Gov’t aims to cut crime by keeping children in school

Kingston, Jamaica — Education Minister Ronald Thwaites has said that, based on statistics, if young people remain in school, their likelihood of getting involved in criminality reduces.

“Minister Bunting has statistics to show that if a young person stays in school, even if they are not achieving passes – just staying in school – reduces by 40 per cent the likelihood that they are going to find themselves in a gang or in some criminal anti-social behaviour,” Thwaites told reporters and editors at this week’s Jamaica Observer Monday Exchange.

He said that 1.8 per cent of students between grade eight and 10 are dropping out of high schools in the Corporate Area. That figure is closer to three per cent in western Jamaica, the education minister said.

Thwaites also stated that students’ names should not be removed from attendance registers based solely on the number of weeks for which they are absent.

“It’s no longer a question of ‘oh, you’re not present, so after six weeks of absence we strike you from the record’; we are instructing principals, deans, guidance counsellors to go out and go after the children,” Thwaites declared.

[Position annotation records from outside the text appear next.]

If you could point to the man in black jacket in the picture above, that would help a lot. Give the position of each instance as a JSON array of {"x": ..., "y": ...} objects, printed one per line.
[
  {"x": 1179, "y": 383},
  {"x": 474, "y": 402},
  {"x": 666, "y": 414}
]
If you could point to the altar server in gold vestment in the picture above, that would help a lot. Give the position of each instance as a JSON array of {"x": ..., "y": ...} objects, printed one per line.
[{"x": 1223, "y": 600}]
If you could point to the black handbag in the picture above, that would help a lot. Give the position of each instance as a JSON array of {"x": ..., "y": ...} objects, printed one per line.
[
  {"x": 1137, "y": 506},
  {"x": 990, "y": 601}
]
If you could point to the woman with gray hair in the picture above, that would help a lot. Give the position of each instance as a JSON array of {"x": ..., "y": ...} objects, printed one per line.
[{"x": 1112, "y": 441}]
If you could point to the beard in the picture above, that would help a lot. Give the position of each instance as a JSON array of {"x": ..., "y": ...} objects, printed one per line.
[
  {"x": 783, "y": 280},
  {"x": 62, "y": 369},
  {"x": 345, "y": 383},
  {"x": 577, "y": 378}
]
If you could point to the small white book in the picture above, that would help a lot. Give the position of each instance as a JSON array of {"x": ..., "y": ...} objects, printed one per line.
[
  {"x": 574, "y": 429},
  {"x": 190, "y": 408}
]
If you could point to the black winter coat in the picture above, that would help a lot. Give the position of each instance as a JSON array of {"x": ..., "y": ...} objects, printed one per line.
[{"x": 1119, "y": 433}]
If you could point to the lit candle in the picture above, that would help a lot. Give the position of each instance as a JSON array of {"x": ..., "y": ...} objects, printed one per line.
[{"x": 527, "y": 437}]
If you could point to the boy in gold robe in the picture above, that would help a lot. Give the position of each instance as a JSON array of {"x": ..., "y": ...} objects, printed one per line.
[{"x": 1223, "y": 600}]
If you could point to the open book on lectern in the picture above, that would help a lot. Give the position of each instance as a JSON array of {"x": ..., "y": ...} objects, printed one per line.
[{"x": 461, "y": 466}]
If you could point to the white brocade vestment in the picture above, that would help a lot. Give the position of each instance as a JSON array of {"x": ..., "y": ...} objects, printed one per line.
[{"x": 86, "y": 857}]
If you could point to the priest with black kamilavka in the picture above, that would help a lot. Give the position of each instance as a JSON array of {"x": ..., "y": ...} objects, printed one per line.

“We are also saying to the police, ‘we don’t want you to arrest parents or drape up the child, but you must come with us when we need, because it needs the full authority of the State to ensure that education is not an option’,” he continued. “Education is in fact an absolute necessity for children between the ages of four and 18, especially at those critical ages where we know the dropouts are likely to take place.”

According to Thwaites, the Education Ministry is also working on statistics for girls who have dropped out of school due to pregnancy, and finding out what is happening to them.